Lucas loved his easygoing summer life. He left doing nothing all day but lounge around and eat grass. He loved those long ears that flicked around on his head, even if they made him look silly. He liked licking his nostrils because it was getting so much harder to pick his nose. He loved that it was fine with everyone if he was a slob. And yes, he'd even decided that he loved his new tail, even though he knew he wasn't supposed to have one. He didn't know how his life had changed so much for the better in so little time, but who was he to look a gift horse in the mouth?
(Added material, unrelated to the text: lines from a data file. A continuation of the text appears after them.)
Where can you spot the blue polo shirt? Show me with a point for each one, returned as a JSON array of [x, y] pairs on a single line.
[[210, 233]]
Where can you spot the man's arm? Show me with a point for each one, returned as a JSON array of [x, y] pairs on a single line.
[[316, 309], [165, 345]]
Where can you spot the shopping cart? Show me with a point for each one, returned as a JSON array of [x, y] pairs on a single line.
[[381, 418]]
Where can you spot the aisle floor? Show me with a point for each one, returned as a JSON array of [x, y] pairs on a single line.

It was in the hottest part of the afternoon that Lucas noticed that he could barely move his fingers and toes at all anymore. The longer he had been using his hands to stand on, the harder it had been getting to use them for anything else, and now their mobility seemed to have hit rock bottom. Looking down at them, he was stunned to see what had happened to them during his nap.
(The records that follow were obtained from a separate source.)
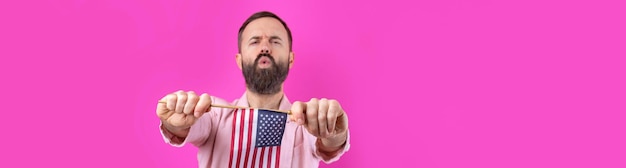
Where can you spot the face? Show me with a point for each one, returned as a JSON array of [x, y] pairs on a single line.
[[265, 58]]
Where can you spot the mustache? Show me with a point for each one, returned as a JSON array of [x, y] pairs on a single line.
[[256, 61]]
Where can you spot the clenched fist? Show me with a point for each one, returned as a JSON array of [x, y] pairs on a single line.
[[323, 118], [179, 110]]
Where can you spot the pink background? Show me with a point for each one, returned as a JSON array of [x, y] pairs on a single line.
[[426, 83]]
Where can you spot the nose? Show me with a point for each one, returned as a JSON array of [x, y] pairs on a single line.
[[265, 49]]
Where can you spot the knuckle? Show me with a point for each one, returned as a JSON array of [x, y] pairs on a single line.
[[321, 119], [193, 98]]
Two fingers were barely distinguishable from the front view of what Lucas was desperate to try to think of as his hands, and two huge fingernails had basically taken over the part he would expect to be standing on. These weren't hands, and Lucas knew it: he was stuck with a broad, roundish pair of split hooves that didn't belong on a human.
"No, it can't be!" he tried to exclaim, clamoring to four feet, tail and ears flailing. He couldn't really say anything, though. He only managed to let out a loud, deep, bestial bellow from deep inside the wide, gaping mouth of his snout. "I'm not human anymore!" he thought, immediately realizing in hindsight what he should have seen he was turning into. The hooves were like a puzzle piece, fitting right into place with the tail and ears he had grown. All of these were body parts like a cow, or a bull, or a steer!
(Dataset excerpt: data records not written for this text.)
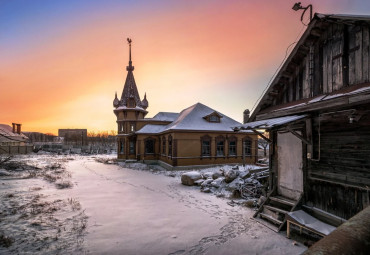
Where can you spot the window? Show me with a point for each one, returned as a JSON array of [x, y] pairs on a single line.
[[164, 145], [122, 146], [220, 148], [232, 148], [170, 146], [149, 146], [131, 102], [132, 147], [214, 118], [248, 147], [206, 148]]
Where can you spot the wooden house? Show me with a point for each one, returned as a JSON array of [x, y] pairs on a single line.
[[317, 112], [197, 136]]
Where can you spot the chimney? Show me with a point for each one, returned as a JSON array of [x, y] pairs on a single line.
[[245, 116], [19, 128]]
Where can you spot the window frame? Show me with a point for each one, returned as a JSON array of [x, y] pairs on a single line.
[[230, 140], [146, 143], [248, 148], [207, 139], [164, 145], [122, 146], [220, 146], [169, 153]]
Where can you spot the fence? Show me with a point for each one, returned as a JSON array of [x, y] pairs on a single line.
[[16, 149]]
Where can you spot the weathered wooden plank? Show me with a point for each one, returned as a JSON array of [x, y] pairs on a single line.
[[358, 56], [325, 67], [365, 53], [351, 56], [329, 58]]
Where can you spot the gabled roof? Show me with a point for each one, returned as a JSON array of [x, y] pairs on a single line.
[[314, 24], [166, 116], [192, 118], [270, 123]]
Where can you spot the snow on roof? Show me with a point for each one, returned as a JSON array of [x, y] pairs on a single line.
[[6, 134], [344, 16], [192, 118], [166, 116], [269, 123], [123, 107], [347, 91], [151, 129]]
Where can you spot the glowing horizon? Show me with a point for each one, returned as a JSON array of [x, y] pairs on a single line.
[[63, 61]]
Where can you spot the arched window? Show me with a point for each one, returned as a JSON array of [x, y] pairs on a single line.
[[247, 145], [122, 146], [164, 145], [132, 145], [232, 146], [131, 102], [149, 145], [220, 146]]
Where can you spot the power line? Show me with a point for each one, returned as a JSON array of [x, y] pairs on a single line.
[[278, 68]]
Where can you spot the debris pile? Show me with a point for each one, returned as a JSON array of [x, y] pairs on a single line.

Wondering, at first, whether his diet of grass was responsible, he soon found himself thinking back before his first round grazing, back before he returned to the house that day. The wheel of purpose said he would "feed the hungry". Looking back at the hundreds of pounds of angus he'd bulked up into, Lucas understood exactly what that meant. He wasn't going to end world hunger in some moment of genius, and he wasn't even going to help out poor people in his neighborhood with a food drive. He was going to eat grass like the hungry bovine he was, get as much meat on his bones as he could muster, and eventually, some hungry human would eat that meat the same way they would eat any random piece of beef, and hungry dog would likely eat whatever was left and maybe chew on his bones if given the chance. Lucas wasn't destined to be some kind of philanthropist. He was destined to be food!
And the worst part was, even knowing this, Lucas found it hard to resist settling back into his new livestock life and trying to enjoy it while it lasts. After all, he wasn't food yet, and he was surrounded by food to fill his own hungry belly. There was almost something satisfying in the knowledge that he now had a single, clearly defined purpose that required almost no effort on his part. Just eat, piss, shit, and try to keep the flies away until the humans finally call on him to pay back their investment in feeding him, protecting him, and letting him do whatever he wants. And yet, what a purpose to have ended up with! Why not prize-winning scientist, or a famous actor, or a star football player. Why not a doctor? Would he even have been capable of those things if he'd remained human? Would he ever have a chance to find out? Lucas gritted his herbivore teeth and dug his snout into a fresh patch of grass, shamelessly comforting himself with food, the kind of food he's destined to eat until he gets eaten. It's not like he has anything else to do.